Doch ihr Mann ist nicht nur ihr finanzieller Rückhalt, auch beim Sport unterstützt er sie. Der Sportmediziner hat vor einigen Jahren das Training seiner Frau übernommen. Während der ersten Einheit sitzt Karsten im Begleitfahrzeug, Skadi sitzt auf seinem Schoß. Während Skadi sich für Giraffen und Vögel am Straßenrand begeistert, gibt Karsten immer wieder Anweisung an seine Frau weiter.
Nicht jede Sportlerin hat die Möglichkeit auf die Familie zurückzugreifen. Daher wünscht sich Königstein mehr Unterstützung bei der Betreuung. Denn viele Athletinnen würden sich aufgrund der Unsicherheit immer noch gegen ein Kind während der Karriere entscheiden, so die Marathonläuferin. "Sie haben keine verlässliche Säule, auf die sie sich stützen können, wenn sie gerne eine Familie gründen würden."
Königstein: "Keiner fühlt sich verantwortlich"
Die Übungseinheit, ein 30-Kilometer-Dauerlauf ist beendet. Kurze Pause, dann geht es für die Mutter schon wieder weiter: Video-Call mit dem Verein "Athleten Deutschland". Königstein kämpft auch auf der sportpolitischen Bühne für mehr Aufmerksamkeit für Frauen im Sport. "Natürlich ist 'Muttersein im Profisport' ein Baustein, der mir sehr am Herzen liegt", sagt sie. "Ich habe das Gefühl die Dringlichkeit und Wichtigkeit des Themas ist bekannt, aber es fehlt schlichtweg an finanziellen Ressourcen und an Verantwortlichkeiten."
Die große Frage sei, wen man in die Verantwortung nimmt: den Deutschen Olympischen Sportbund (DOSB), als Dachorganisation des deutschen Sports? Die einzelnen Sportverbände oder doch die Olympiastützpunkte? "Es fühlt sich keiner so richtig verantwortlich", beklagt Königstein.
Dennoch gibt es Athletinnen, die den Schritt gewagt haben und auch als Mütter weiterhin ihre Karrieren als Sportlerinnen verfolgen. Hindernisläufern Gesa Krause, Fußballerin Melanie Leupolz oder eben auch Königstein, die nur neun Monate nach Skadis Geburt beim Marathon in Hamburg mit einer Zeit von 2:25:48 ihre persönliche Bestzeit um fast sieben Minuten verbessern konnte.
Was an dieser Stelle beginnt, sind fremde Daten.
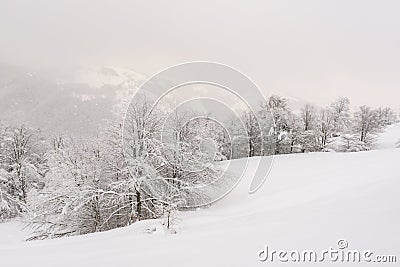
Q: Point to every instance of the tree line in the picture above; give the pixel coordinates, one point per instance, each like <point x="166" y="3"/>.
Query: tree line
<point x="65" y="186"/>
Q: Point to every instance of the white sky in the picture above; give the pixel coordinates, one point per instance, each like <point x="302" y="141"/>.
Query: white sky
<point x="316" y="50"/>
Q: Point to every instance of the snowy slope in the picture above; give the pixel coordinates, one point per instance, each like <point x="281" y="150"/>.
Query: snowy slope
<point x="308" y="202"/>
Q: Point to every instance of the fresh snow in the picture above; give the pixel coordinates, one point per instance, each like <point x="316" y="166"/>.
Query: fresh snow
<point x="309" y="201"/>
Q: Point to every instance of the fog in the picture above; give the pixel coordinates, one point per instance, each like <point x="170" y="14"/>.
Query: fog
<point x="314" y="50"/>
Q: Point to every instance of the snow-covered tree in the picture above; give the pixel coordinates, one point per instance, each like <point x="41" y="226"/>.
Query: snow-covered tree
<point x="325" y="126"/>
<point x="308" y="117"/>
<point x="22" y="166"/>
<point x="386" y="116"/>
<point x="278" y="108"/>
<point x="341" y="114"/>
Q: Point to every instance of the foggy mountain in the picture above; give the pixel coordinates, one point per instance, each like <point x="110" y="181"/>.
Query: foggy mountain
<point x="71" y="101"/>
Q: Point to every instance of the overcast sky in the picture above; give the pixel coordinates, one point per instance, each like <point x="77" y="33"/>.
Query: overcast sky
<point x="315" y="50"/>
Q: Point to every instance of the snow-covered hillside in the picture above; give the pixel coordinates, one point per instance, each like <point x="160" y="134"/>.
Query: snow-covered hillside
<point x="309" y="201"/>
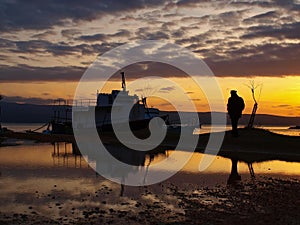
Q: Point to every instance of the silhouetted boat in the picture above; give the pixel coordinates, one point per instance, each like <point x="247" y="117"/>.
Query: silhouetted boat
<point x="295" y="127"/>
<point x="139" y="117"/>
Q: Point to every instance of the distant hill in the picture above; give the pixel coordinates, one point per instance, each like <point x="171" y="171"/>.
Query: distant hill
<point x="29" y="113"/>
<point x="25" y="113"/>
<point x="260" y="119"/>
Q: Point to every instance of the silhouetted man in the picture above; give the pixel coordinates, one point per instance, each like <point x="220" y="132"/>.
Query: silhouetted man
<point x="235" y="107"/>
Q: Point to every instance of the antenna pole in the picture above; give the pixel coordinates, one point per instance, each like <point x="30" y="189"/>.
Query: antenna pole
<point x="123" y="81"/>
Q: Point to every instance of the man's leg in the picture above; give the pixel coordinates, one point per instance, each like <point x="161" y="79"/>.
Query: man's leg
<point x="234" y="122"/>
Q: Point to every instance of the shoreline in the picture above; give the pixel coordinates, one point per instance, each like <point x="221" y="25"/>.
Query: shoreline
<point x="265" y="200"/>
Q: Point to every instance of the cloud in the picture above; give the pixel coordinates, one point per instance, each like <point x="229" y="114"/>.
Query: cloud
<point x="28" y="73"/>
<point x="289" y="31"/>
<point x="70" y="33"/>
<point x="104" y="37"/>
<point x="25" y="100"/>
<point x="39" y="15"/>
<point x="44" y="35"/>
<point x="57" y="49"/>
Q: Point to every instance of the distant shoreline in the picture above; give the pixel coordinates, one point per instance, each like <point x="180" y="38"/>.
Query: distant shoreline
<point x="29" y="113"/>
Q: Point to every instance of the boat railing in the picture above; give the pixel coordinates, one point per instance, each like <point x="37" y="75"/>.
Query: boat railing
<point x="84" y="103"/>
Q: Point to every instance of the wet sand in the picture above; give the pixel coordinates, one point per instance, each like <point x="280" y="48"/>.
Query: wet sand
<point x="264" y="200"/>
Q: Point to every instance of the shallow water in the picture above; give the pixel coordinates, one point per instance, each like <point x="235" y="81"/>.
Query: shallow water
<point x="49" y="180"/>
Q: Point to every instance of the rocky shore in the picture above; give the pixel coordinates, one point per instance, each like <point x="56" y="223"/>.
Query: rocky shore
<point x="262" y="201"/>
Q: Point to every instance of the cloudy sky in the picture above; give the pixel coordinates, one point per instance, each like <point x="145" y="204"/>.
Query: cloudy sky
<point x="47" y="45"/>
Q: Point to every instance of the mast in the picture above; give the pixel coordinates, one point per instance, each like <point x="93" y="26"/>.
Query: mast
<point x="123" y="81"/>
<point x="0" y="115"/>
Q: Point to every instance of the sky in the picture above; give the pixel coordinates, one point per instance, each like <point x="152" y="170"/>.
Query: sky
<point x="46" y="46"/>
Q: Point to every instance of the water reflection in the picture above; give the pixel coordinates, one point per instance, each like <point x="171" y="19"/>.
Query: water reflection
<point x="54" y="179"/>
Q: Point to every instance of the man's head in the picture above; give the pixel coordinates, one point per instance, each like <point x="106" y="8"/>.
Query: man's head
<point x="233" y="92"/>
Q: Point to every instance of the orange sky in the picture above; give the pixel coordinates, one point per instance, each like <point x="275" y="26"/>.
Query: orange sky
<point x="279" y="96"/>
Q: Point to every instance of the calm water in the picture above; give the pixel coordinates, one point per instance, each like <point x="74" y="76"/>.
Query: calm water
<point x="45" y="175"/>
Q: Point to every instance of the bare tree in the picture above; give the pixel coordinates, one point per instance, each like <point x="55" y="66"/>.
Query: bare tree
<point x="253" y="87"/>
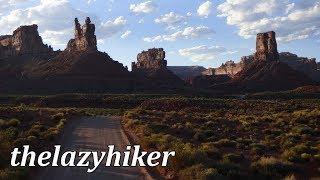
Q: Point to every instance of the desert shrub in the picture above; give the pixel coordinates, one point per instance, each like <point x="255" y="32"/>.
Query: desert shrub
<point x="2" y="123"/>
<point x="230" y="170"/>
<point x="187" y="155"/>
<point x="57" y="117"/>
<point x="225" y="143"/>
<point x="271" y="167"/>
<point x="232" y="157"/>
<point x="211" y="151"/>
<point x="13" y="122"/>
<point x="258" y="148"/>
<point x="9" y="134"/>
<point x="199" y="172"/>
<point x="13" y="174"/>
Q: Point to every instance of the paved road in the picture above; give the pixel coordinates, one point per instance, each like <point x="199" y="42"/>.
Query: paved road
<point x="92" y="134"/>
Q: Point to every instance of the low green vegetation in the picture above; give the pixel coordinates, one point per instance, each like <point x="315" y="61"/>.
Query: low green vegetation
<point x="231" y="139"/>
<point x="213" y="138"/>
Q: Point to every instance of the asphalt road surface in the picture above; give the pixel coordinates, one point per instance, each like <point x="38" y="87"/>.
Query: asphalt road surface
<point x="92" y="134"/>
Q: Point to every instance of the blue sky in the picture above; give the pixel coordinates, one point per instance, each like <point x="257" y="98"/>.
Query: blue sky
<point x="193" y="32"/>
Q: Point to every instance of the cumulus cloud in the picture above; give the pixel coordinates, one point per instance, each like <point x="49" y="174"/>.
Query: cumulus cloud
<point x="112" y="27"/>
<point x="55" y="21"/>
<point x="187" y="33"/>
<point x="170" y="19"/>
<point x="205" y="9"/>
<point x="291" y="21"/>
<point x="54" y="17"/>
<point x="143" y="8"/>
<point x="203" y="52"/>
<point x="6" y="5"/>
<point x="126" y="34"/>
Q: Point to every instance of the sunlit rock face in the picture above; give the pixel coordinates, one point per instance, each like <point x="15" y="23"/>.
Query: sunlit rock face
<point x="266" y="47"/>
<point x="85" y="38"/>
<point x="24" y="40"/>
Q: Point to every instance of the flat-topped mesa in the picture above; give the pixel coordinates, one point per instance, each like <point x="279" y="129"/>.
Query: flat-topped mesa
<point x="25" y="40"/>
<point x="266" y="47"/>
<point x="153" y="59"/>
<point x="85" y="38"/>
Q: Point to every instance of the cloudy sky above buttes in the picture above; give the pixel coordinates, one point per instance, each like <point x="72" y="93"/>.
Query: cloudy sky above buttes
<point x="193" y="32"/>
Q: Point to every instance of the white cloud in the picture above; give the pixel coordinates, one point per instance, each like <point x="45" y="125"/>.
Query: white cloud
<point x="203" y="52"/>
<point x="143" y="8"/>
<point x="170" y="19"/>
<point x="187" y="33"/>
<point x="205" y="9"/>
<point x="141" y="21"/>
<point x="55" y="22"/>
<point x="126" y="34"/>
<point x="7" y="5"/>
<point x="291" y="21"/>
<point x="54" y="17"/>
<point x="112" y="27"/>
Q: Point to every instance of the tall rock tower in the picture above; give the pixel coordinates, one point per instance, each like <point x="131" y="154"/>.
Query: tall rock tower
<point x="266" y="47"/>
<point x="151" y="60"/>
<point x="85" y="38"/>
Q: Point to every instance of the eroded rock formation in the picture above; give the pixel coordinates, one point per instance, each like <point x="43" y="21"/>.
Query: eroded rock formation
<point x="25" y="40"/>
<point x="151" y="60"/>
<point x="266" y="47"/>
<point x="85" y="38"/>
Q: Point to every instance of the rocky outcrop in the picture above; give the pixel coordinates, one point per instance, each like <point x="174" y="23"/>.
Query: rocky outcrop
<point x="85" y="38"/>
<point x="151" y="60"/>
<point x="25" y="40"/>
<point x="266" y="72"/>
<point x="151" y="68"/>
<point x="266" y="47"/>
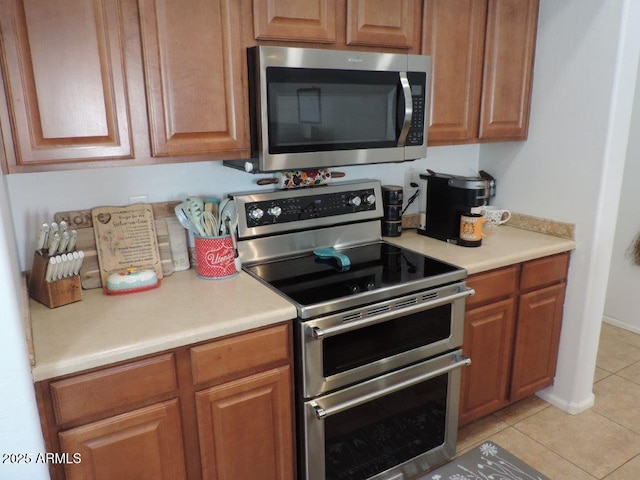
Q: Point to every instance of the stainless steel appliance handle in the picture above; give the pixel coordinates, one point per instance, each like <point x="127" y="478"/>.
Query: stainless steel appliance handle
<point x="317" y="332"/>
<point x="408" y="108"/>
<point x="326" y="412"/>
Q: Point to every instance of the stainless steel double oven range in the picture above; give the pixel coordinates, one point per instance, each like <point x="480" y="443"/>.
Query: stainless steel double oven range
<point x="378" y="335"/>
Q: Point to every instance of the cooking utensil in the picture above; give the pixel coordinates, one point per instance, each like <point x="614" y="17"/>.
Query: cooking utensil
<point x="184" y="218"/>
<point x="195" y="210"/>
<point x="232" y="226"/>
<point x="64" y="242"/>
<point x="222" y="228"/>
<point x="72" y="241"/>
<point x="301" y="178"/>
<point x="54" y="241"/>
<point x="41" y="241"/>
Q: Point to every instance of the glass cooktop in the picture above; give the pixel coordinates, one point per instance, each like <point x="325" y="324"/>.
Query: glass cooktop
<point x="376" y="271"/>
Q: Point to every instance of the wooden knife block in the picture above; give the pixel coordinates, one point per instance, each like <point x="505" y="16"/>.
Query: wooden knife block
<point x="52" y="294"/>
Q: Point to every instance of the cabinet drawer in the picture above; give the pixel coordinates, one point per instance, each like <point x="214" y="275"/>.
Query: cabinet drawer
<point x="240" y="354"/>
<point x="493" y="285"/>
<point x="113" y="388"/>
<point x="544" y="271"/>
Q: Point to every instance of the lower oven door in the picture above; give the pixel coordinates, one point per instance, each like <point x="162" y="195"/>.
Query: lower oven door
<point x="391" y="427"/>
<point x="348" y="347"/>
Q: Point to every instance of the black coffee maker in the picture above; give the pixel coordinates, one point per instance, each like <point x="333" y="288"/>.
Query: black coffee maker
<point x="447" y="198"/>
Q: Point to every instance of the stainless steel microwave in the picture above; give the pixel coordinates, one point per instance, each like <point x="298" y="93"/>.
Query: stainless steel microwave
<point x="312" y="108"/>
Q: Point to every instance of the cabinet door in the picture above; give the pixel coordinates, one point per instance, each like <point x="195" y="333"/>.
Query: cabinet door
<point x="246" y="428"/>
<point x="193" y="63"/>
<point x="454" y="38"/>
<point x="381" y="23"/>
<point x="65" y="82"/>
<point x="309" y="21"/>
<point x="488" y="336"/>
<point x="536" y="341"/>
<point x="508" y="69"/>
<point x="145" y="444"/>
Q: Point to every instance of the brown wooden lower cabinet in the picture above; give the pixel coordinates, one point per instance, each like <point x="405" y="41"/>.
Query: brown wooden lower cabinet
<point x="143" y="444"/>
<point x="512" y="334"/>
<point x="220" y="410"/>
<point x="488" y="336"/>
<point x="242" y="425"/>
<point x="536" y="354"/>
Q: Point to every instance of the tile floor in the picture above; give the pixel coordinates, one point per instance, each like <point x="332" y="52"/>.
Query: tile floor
<point x="601" y="443"/>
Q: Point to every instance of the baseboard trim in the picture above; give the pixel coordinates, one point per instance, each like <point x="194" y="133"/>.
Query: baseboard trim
<point x="573" y="408"/>
<point x="618" y="323"/>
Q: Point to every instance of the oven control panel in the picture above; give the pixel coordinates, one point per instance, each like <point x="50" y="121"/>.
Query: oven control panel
<point x="321" y="205"/>
<point x="269" y="212"/>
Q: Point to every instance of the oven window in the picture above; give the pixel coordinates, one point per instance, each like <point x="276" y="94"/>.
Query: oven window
<point x="323" y="109"/>
<point x="381" y="434"/>
<point x="366" y="345"/>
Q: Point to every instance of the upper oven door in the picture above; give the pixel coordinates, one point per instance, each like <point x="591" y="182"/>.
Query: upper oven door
<point x="352" y="346"/>
<point x="321" y="108"/>
<point x="389" y="427"/>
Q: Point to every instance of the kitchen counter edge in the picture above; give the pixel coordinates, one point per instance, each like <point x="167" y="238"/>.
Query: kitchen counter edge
<point x="506" y="246"/>
<point x="103" y="329"/>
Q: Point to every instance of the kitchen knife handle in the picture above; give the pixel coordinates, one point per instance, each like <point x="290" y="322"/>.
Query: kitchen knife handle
<point x="267" y="181"/>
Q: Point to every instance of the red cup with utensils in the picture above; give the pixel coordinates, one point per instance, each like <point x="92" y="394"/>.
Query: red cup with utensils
<point x="215" y="257"/>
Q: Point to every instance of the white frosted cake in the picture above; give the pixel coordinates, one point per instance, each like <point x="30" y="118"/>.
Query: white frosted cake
<point x="131" y="280"/>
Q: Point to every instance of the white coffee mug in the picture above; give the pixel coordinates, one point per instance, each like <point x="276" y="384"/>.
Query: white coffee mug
<point x="496" y="215"/>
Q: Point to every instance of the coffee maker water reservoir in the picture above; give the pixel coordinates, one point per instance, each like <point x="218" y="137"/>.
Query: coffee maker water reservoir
<point x="447" y="198"/>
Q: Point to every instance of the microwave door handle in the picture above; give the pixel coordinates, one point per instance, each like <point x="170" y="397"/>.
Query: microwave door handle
<point x="408" y="108"/>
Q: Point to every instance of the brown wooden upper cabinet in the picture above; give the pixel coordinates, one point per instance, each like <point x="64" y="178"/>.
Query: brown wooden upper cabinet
<point x="64" y="82"/>
<point x="310" y="21"/>
<point x="193" y="63"/>
<point x="352" y="23"/>
<point x="482" y="60"/>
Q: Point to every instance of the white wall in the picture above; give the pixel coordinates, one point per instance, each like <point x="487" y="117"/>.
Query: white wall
<point x="622" y="301"/>
<point x="36" y="197"/>
<point x="19" y="426"/>
<point x="570" y="168"/>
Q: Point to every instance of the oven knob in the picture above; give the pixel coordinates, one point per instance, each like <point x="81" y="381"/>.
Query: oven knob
<point x="370" y="199"/>
<point x="274" y="211"/>
<point x="255" y="213"/>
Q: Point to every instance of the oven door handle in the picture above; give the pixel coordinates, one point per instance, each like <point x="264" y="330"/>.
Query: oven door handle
<point x="320" y="412"/>
<point x="318" y="333"/>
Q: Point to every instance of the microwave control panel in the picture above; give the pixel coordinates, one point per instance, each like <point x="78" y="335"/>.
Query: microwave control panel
<point x="415" y="136"/>
<point x="296" y="208"/>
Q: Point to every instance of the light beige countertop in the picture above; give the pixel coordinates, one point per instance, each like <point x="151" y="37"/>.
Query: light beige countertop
<point x="102" y="329"/>
<point x="506" y="246"/>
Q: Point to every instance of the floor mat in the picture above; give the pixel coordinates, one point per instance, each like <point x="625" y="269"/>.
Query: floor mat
<point x="489" y="461"/>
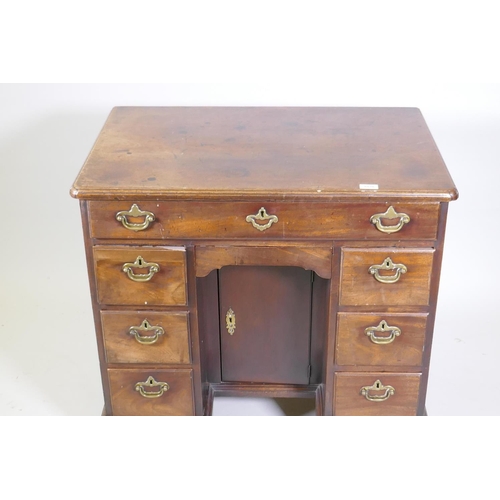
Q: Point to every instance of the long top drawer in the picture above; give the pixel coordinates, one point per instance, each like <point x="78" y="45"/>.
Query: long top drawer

"Ich bin stolz, dass ich gesund bin und Familie und Sport unter einen Hut bekomme, was nicht immer einfach ist und ich auch immer mal an meine Grenzen stoße", sagt Königstein der DW. Die Marathonläuferin will mit ihrer Geschichte anderen Frauen Mut machen und Vorbild sein - dafür kämpft sie auf der Laufstrecke und wird nicht müde das Thema "Mutter sein im Profisport" immer wieder anzusprechen.